The titular girl on the train is Rachel, an alcoholic, unemployed divorcee who commutes into London every day because she can’t admit to her flatmate that she lost her job. The train takes her past her old neighbourhood, where her ex-husband now lives with his current wife and their baby daughter. In the same neighbourhood lives another couple, whose lives Rachel fantasizes about. She makes up names and stories about them and how happy they are together. Until something goes wrong, and Rachel thinks she knows what.
In diary form, we follow Rachel as she tries to find out what happened. How reliable a narrator can an alcoholic be, when she suffers from frequent booze-induced blackouts and constantly lies to the people who care about her? How much do we, who read her story, judge her for all the mistakes she makes? And – obviously – whodunnit?
Paula Hawkins’ writing is exciting, her descriptions of Rachel’s state of mind, fears and hopes ring true.

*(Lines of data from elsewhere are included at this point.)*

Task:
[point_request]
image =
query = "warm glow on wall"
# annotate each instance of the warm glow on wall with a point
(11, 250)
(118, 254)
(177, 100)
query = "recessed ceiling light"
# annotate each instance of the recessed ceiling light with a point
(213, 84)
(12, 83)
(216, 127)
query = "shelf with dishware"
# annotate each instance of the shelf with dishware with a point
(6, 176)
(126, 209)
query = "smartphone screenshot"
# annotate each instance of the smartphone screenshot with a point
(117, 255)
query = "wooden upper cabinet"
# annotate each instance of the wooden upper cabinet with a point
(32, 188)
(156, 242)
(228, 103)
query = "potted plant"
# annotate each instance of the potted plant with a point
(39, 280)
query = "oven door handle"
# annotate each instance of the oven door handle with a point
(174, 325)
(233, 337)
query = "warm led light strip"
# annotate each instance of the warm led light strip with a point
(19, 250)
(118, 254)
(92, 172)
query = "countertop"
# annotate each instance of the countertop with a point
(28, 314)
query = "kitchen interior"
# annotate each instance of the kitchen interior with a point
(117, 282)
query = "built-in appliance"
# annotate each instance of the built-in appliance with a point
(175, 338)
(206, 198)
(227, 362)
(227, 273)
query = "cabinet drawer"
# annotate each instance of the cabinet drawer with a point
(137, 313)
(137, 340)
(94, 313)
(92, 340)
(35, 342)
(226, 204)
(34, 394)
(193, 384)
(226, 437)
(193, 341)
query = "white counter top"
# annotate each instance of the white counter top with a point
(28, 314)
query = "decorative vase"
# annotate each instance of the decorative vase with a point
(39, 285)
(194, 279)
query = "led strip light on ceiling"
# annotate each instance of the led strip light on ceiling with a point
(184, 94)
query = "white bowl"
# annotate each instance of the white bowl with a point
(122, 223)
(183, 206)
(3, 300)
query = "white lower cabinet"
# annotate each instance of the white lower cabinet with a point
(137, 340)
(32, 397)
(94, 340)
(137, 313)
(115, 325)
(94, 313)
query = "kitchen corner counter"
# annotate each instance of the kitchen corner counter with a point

Rachel’s life is spinning out of control and you can’t help feeling sorry for her. At the same time you cringe because of all the wrong decisions she makes and because of the terrifying consequences of some of them. When Rachel is afraid, you feel her fear in your bones; it is suffocating, and the fact that she sometimes doesn’t even remember what happened to her is like being stuck a nightmare you cannot wake up from. The horror is there, only you don’t see the cause of it.
Rachel is not the only narrator in the story; we also follow Megan – the woman in the couple Rachel fantasizes about – and Anna, the woman Rachel’s husband left her for. Their voices are perhaps not as distinctive as I would have liked, but you can definitely tell them apart from Rachel’s. A good thing seeing as Rachel is the main character of the story.
This was a very entertaining and quick read. One of the best I’ve read in this genre.